東京・東村山市の市立中学校が少なくとも2年余りにわたって「保健」の授業を行っていなかったことが分かりました。文部科学省は極めて問題だとして東京都教育委員会に対し、原因究明と未履修の生徒への対応を急ぐよう指示しました。




保健の授業が行われていなかったのは東京・東村山市の東村山第三中学校です。
国の学習指導要領では「保健体育」のうち、「保健」分野は中学3年間で48コマ程度授業を行うよう定められています。しかしNHKがこの中学校などに取材したところ、少なくとも平成26年度から今月にかけて2年余りの間、保健の授業を行っていなかったことが分かりました。
学校などによりますと、保健体育を担当する教員のうち1人は「年に1、2回授業をした記憶がある」と話していますが、ほかの教員は「全く行っていなかった」と話し、中には「10年にわたって全く保健を教えていない」と話している教員もいるということです。
保健の時間は体育の実技に充てていたということで、東村山第三中学校は「過去に学校が荒れていた時期があり、保健より体を動かす体育のほうが生徒指導に効果的だという考えから始まったようだ。あしき慣習が続いてしまい不適切だった」と話しています。
市の教育委員会もこの事実を把握していて、在校生に対しては卒業までに授業を行うよう中学校を指導したほか、すでに卒業した生徒についても、希望すれば夜間や休日に補習を実施する方向で検討しているということです。
文部科学省は極めて問題だとして、東京都教育委員会に対し原因究明と未履修の生徒への対応を急ぐとともに、再発防止策を示すよう指示しました。


「保健」健康で安全に生きる力を身につける

中学校の「保健」は、思春期の体の仕組みや病気の予防、薬物の危険などを学ぶことになっていて、3年間で48コマ程度授業を行うよう学習指導要領で定められています。
▽1年生では思春期の生殖機能の発達や性に関する適切な態度、ストレスとの向き合い方などを学び、▽2年生では交通事故や自然災害の要因を知って身を守る方法や、心肺蘇生といった応急手当てについても学びます。

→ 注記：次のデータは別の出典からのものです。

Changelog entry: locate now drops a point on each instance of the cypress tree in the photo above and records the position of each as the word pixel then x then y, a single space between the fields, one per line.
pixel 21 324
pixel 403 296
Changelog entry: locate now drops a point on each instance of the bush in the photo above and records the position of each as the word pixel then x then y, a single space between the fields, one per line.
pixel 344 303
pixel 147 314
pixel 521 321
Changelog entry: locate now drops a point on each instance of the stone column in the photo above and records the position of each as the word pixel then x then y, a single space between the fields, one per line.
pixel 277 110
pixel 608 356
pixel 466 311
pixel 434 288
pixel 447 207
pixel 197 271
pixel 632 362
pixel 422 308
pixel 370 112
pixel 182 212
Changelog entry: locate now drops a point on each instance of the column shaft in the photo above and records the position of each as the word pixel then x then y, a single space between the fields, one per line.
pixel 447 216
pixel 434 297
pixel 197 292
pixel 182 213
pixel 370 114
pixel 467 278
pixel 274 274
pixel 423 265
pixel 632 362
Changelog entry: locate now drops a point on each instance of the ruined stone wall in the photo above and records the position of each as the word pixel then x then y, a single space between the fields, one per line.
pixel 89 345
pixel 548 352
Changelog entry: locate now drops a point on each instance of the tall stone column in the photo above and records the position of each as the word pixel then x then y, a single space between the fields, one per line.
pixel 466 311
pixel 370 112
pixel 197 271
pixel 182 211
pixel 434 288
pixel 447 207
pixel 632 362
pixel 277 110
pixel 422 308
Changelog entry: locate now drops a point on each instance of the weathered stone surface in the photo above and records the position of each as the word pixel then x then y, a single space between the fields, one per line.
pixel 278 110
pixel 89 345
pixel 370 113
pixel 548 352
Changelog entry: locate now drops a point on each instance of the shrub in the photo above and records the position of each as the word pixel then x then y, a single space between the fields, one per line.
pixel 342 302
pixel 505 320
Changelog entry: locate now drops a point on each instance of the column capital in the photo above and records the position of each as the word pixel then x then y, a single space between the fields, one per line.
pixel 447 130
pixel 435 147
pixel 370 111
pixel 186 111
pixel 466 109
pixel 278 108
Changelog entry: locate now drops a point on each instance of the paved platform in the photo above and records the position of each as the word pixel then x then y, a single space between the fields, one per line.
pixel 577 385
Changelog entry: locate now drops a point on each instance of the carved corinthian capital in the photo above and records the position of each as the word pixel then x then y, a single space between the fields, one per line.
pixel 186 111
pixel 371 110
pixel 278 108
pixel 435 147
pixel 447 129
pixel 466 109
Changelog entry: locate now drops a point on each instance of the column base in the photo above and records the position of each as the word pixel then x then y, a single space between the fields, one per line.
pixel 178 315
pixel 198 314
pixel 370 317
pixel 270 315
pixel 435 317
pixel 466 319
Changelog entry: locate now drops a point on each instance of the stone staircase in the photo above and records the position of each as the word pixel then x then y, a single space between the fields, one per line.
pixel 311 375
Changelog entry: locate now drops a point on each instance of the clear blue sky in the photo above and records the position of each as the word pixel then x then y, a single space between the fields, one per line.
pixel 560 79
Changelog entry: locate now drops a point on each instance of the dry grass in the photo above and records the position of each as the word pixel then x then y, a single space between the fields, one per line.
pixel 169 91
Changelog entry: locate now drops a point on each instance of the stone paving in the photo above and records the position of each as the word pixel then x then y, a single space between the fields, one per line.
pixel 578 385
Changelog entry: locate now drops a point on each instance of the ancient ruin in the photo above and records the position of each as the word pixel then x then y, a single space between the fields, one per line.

また▽3年生では、生活習慣病の予防や、喫煙や薬物の乱用が健康を損なう原因になることを学ぶことになっています。
子どもたちが生涯にわたって健康で安全に生きていくための基礎的な力を身につけるのが目的で、教科書には平成25年に運用が始まった「特別警報」や、若者を中心に乱用が問題となった「危険ドラッグ」など社会や制度の変化を反映した記述が盛り込まれています。教員はテストなどを行って生徒の理解度や意欲などを評価し「体育」と合わせて成績を示すことになっています。


生徒「保健の授業やテスト受けたことない」

東村山第三中学校に通う女子生徒は「保健の授業はほとんどやったことがなく、内容もあまり記憶にありません。保健は大切だと思うのでやったほうがいいと思っていました」と話していました。
また男子生徒は「体育の実技ばかりで保健の授業やテストを受けたことはありません。やるべきことをやっていなかったとしたら、ちょっとどうかなと思います」と話していました。


専門家「従来から軽視されがち」

「保健体育」の学習指導要領の検討に携わっている東京学芸大学の渡邉正樹教授は「保健は従来から体育に比べて軽視されがちで、学習指導要領どおりに行っていない学校もあるのではないかと指摘されていた。高校では保健と体育が科目として分かれているが、中学校では体育だけ実施しても成績を出せてしまうこともあって未履修が起きるのではないか。保健の授業は子どもたちが人生を豊かに生きる力を養う重要なもので、ほかの学校でも未履修がないか国や教育委員会はしっかりと実態を把握し対策を講じていくべきだ」と話しています。


未履修 ほかの中学や高校でも

学習指導要領で定められている内容の未履修は過去にも高校で明らかになり、大きな問題になりました。
平成18年、富山県などの県立高校で必修科目の「世界史」を教えていなかったことが発覚し、その後、全国各地の高校で「世界史」「日本史」「地理」それに「情報」なども未履修となっているケースがあることが相次いで分かりました。
当時、文部科学省が行った調査では、問題があった高校は全体のおよそ12%に当たる663校に上り、多くの生徒が補習を受ける事態になりました。

中学校についても調査が行われた結果、国公立の中学校で未履修は確認されなかったものの、私立の70校で「書写」の授業を定められた時間どおり行っていなかったほか、「技術家庭」や「音楽」などについても72校で問題が明らかになりました。